VS Code Markdown 插件的 package.json 相关部分如下。source.js source.css 主要处理直接在 Markdown 中使用 <style></style> <script></script> 的情况。embeddedLanguages 中的这些 key 都是 TextMate grammar 中定义的。比如 meta.embedded.block.shellscript 在 "contentName": "meta.embedded.block.shellscript" 中定义。

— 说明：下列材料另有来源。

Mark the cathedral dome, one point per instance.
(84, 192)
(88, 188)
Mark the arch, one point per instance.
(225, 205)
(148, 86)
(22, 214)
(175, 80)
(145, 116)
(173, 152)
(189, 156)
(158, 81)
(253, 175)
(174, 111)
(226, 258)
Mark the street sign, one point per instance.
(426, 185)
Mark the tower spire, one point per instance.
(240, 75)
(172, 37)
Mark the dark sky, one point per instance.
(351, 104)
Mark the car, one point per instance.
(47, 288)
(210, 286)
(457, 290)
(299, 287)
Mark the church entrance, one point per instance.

需要注意的是,如果只需要 syntax highlighting,不需要 bracket matching、commenting、snippets,embeddedLanguages 可以不用设置。上一小节 62 种语言就有一些没有设置 embeddedLanguages。
"grammars": [
{
"language": "markdown",
"scopeName": "text.html.markdown",
"path": "./syntaxes/markdown.tmLanguage.json",
"embeddedLanguages": {
"meta.embedded.block.html": "html",
"source.js": "javascript",
"source.css": "css",
"meta.embedded.block.frontmatter": "yaml",
"meta.embedded.block.css": "css",
"meta.embedded.block.ini": "ini",
"meta.embedded.block.java": "java",
"meta.embedded.block.lua": "lua",
"meta.embedded.block.makefile": "makefile",
"meta.embedded.block.perl": "perl",
"meta.embedded.block.r": "r",
"meta.embedded.block.ruby": "ruby",
"meta.embedded.block.php": "php",
"meta.embedded.block.sql": "sql",
"meta.embedded.block.vs_net": "vs_net",
"meta.embedded.block.xml": "xml",
"meta.embedded.block.xsl": "xsl",
"meta.embedded.block.yaml": "yaml",
"meta.embedded.block.dosbatch": "dosbatch",
"meta.embedded.block.clojure": "clojure",
"meta.embedded.block.coffee": "coffee",
"meta.embedded.block.c": "c",
"meta.embedded.block.cpp": "cpp",
"meta.embedded.block.diff": "diff",
"meta.embedded.block.dockerfile": "dockerfile",
"meta.embedded.block.go": "go",
"meta.embedded.block.groovy": "groovy",
"meta.embedded.block.pug": "jade",
"meta.embedded.block.ignore": "ignore",
"meta.embedded.block.javascript": "javascript",
"meta.embedded.block.json": "json",
"meta.embedded.block.jsonc": "jsonc",
"meta.embedded.block.jsonl": "jsonl",
"meta.embedded.block.latex": "latex",
"meta.embedded.block.less": "less",
"meta.embedded.block.objc": "objc",
"meta.embedded.block.scss": "scss",
"meta.embedded.block.perl6": "perl6",
"meta.embedded.block.powershell": "powershell",
"meta.embedded.block.python": "python",
"meta.embedded.block.restructuredtext": "restructuredtext",
"meta.embedded.block.rust": "rust",
"meta.embedded.block.scala": "scala",
"meta.embedded.block.shellscript": "shellscript",
"meta.embedded.block.typescript": "typescript",
"meta.embedded.block.typescriptreact": "typescriptreact",
"meta.embedded.block.csharp": "csharp",
"meta.embedded.block.fsharp": "fsharp"
},参考 https://code.visualstudio.com/api/language-extensions/syntax-highlight-guide#injection-grammars 和 https://github.com/mjbvz/vscode-fenced-code-block-grammar-injection-example。
如果我们要给 VS Code 编辑器中的 Markdown 文件增加 Code Block 语言支持,我们可以自己创建一个插件,用 injection 的方式添加支持。我们同样需要进行两步:提供语言的 Grammar,设置 Embedded Languages。
其中语言的 Grammar 可以由别的语言插件提供,也可以自己写。
对于 Embedded Languages,如果该语言没有插件支持,设置了也没有作用。